Abstract

The incidence of obstructive sleep apnea (OSA) immediately after surgery in patients with dentofacial deformities without previous OSA remains unknown. We aimed to perioperatively evaluate factors associated with oxygen desaturation index (ODI) during sleep, 7days after bilateral splitting ramus osteotomy (BSSRO) in patients without previous OSA. Fifty-one patients (15 males, 36 females) with dentofacial deformities, scheduled to undergo BSSRO, were included. Polysomnography was performed before orthognathic surgery. Perioperative OSA was evaluated with peripheral arterial tonometry on the day of surgery and 1, 2, 3, 4, and 7days postoperatively. Rapid eye movement (REM) sleep periods and the ODI were measured. Factors associated with perioperative ODI after surgery were statistically analyzed. REM sleep periods were significantly decreased on the day of surgery and significantly increased at 4 and 7days postoperatively, compared to the preoperative period.
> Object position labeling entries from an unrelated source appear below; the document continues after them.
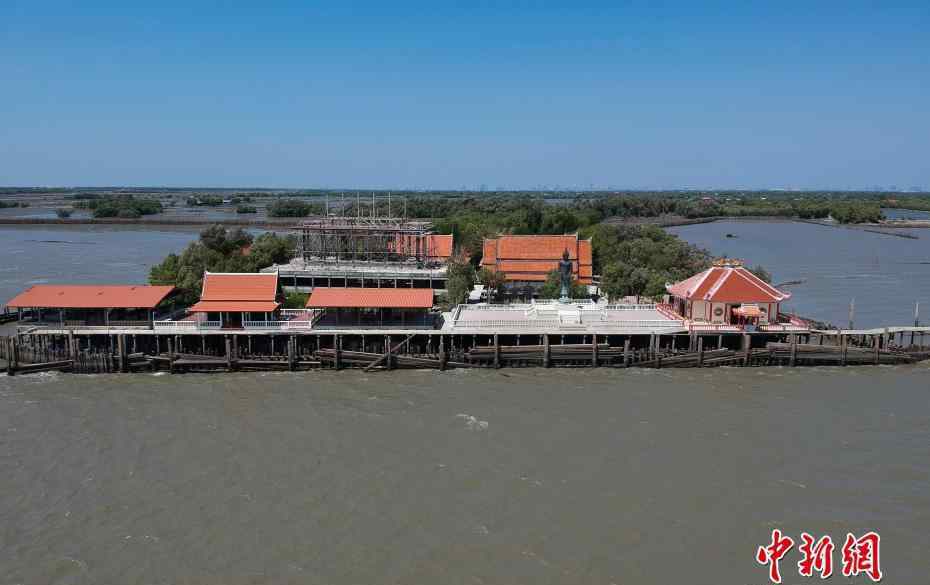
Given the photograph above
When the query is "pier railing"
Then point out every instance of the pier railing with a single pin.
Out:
(278, 325)
(183, 326)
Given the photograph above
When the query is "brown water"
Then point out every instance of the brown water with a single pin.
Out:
(513, 476)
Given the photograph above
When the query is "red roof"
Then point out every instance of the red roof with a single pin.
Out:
(727, 284)
(531, 258)
(238, 292)
(234, 307)
(440, 246)
(371, 298)
(239, 287)
(90, 296)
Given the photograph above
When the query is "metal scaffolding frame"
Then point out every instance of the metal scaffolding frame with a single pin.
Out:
(342, 239)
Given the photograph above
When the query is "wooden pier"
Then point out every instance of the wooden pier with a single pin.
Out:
(39, 350)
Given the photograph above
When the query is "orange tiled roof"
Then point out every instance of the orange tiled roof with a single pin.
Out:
(727, 284)
(514, 266)
(371, 298)
(520, 257)
(239, 287)
(234, 307)
(440, 246)
(90, 296)
(537, 247)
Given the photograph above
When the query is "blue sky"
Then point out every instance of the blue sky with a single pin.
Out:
(449, 95)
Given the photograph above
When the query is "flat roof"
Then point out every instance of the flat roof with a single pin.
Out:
(587, 318)
(90, 296)
(370, 298)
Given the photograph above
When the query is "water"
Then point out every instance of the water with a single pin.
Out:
(517, 476)
(892, 213)
(886, 275)
(83, 254)
(512, 476)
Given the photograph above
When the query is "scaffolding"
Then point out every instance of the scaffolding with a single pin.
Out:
(344, 239)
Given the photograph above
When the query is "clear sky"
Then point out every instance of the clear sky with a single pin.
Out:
(652, 94)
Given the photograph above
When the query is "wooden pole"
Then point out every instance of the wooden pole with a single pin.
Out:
(291, 359)
(121, 347)
(443, 358)
(497, 351)
(10, 353)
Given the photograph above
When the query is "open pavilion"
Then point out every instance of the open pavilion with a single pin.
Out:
(90, 305)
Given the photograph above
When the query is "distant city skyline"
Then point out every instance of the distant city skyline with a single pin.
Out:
(362, 95)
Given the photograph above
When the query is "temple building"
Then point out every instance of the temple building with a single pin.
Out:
(373, 307)
(369, 250)
(234, 299)
(727, 294)
(527, 260)
(90, 305)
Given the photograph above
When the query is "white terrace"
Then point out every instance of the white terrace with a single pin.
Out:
(576, 316)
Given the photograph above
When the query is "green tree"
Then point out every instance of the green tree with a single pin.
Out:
(762, 273)
(295, 300)
(219, 250)
(492, 280)
(552, 288)
(460, 279)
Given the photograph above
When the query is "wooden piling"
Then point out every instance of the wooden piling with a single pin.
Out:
(443, 358)
(291, 351)
(497, 351)
(121, 347)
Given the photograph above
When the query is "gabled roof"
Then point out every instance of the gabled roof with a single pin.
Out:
(727, 284)
(223, 286)
(531, 258)
(370, 298)
(537, 247)
(238, 292)
(90, 296)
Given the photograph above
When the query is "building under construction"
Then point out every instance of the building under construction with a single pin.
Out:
(366, 247)
(340, 239)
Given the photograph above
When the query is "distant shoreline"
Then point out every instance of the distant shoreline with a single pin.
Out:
(286, 223)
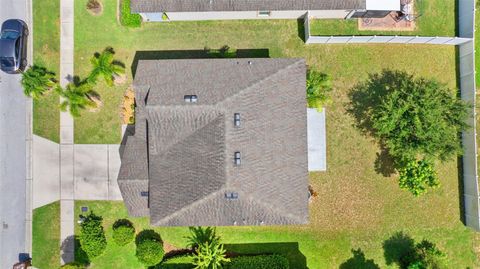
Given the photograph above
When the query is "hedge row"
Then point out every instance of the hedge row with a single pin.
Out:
(258, 262)
(127, 18)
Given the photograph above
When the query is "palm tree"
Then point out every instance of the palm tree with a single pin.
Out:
(77, 98)
(105, 66)
(200, 235)
(210, 255)
(37, 80)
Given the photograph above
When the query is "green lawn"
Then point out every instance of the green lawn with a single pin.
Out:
(46, 48)
(46, 236)
(357, 207)
(437, 18)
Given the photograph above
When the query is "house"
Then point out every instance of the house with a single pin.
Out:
(185, 10)
(218, 142)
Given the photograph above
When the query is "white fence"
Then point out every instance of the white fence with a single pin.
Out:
(466, 25)
(466, 60)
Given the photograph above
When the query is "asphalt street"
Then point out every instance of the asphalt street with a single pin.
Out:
(13, 106)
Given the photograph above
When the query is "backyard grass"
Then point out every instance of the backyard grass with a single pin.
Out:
(438, 18)
(46, 236)
(46, 48)
(357, 206)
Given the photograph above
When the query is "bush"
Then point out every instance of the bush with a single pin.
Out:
(127, 18)
(319, 85)
(149, 248)
(259, 262)
(123, 232)
(417, 176)
(73, 265)
(92, 236)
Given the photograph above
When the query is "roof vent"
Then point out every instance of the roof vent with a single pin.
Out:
(190, 98)
(231, 195)
(236, 119)
(237, 158)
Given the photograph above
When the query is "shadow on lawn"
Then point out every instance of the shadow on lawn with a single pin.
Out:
(358, 261)
(288, 249)
(193, 54)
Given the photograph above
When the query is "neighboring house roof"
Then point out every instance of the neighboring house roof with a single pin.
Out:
(186, 150)
(139, 6)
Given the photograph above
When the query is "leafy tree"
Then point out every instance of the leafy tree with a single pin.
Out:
(150, 252)
(428, 256)
(413, 117)
(319, 85)
(105, 66)
(149, 248)
(200, 235)
(77, 97)
(37, 80)
(92, 236)
(210, 255)
(123, 232)
(417, 176)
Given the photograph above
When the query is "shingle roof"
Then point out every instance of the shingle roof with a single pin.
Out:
(191, 146)
(139, 6)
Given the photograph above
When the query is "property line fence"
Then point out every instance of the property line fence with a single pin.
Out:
(466, 61)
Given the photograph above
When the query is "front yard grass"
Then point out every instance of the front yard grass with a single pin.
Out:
(357, 207)
(438, 18)
(46, 236)
(46, 48)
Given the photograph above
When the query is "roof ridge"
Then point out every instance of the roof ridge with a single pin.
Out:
(298, 60)
(184, 137)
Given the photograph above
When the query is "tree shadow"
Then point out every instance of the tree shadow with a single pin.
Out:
(289, 250)
(147, 235)
(398, 249)
(358, 261)
(206, 53)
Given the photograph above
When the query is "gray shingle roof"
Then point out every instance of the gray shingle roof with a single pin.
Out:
(139, 6)
(191, 146)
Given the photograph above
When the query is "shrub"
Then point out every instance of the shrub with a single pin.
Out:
(92, 236)
(123, 232)
(127, 18)
(319, 85)
(259, 262)
(210, 255)
(417, 176)
(73, 265)
(149, 248)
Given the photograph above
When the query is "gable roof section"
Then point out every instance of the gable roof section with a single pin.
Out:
(146, 6)
(191, 146)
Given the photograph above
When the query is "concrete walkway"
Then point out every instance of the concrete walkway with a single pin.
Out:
(66, 136)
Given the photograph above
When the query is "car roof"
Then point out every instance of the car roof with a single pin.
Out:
(7, 47)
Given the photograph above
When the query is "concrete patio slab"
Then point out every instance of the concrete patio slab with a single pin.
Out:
(46, 171)
(317, 142)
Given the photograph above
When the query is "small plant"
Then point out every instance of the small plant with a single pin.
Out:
(319, 85)
(210, 255)
(78, 97)
(92, 236)
(37, 80)
(127, 18)
(105, 66)
(123, 232)
(149, 248)
(417, 176)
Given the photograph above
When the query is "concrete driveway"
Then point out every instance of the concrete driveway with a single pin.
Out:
(13, 153)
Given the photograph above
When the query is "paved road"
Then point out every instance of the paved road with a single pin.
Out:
(13, 106)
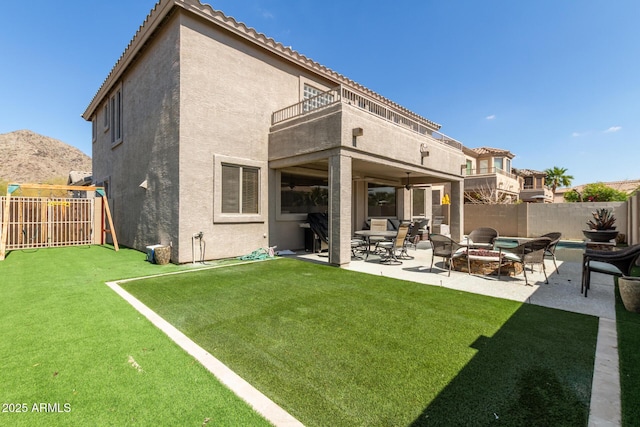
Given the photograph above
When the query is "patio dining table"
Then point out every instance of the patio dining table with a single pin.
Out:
(368, 234)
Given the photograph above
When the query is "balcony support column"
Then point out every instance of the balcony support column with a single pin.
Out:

ODI increased on the day of surgery, decreased after 1day, and increased again at 4 and 7days postoperatively. ODI on the day of surgery was significantly increased due to increased preoperative ODI, overjet, and SN-MP angle and decreased SNA and SNB angle. ODI at 7days postoperatively was significantly increased due to increased REM sleep periods and decreased SN-MP and gonial angle. ODI was increased in response to REM sleep periods 7days after BSSO. Airway management in patients with dentofacial deformity should be given more attention by preoperative assessment for OSA, even in the absence of previous OSA, until 7days postoperatively due to REM rebound.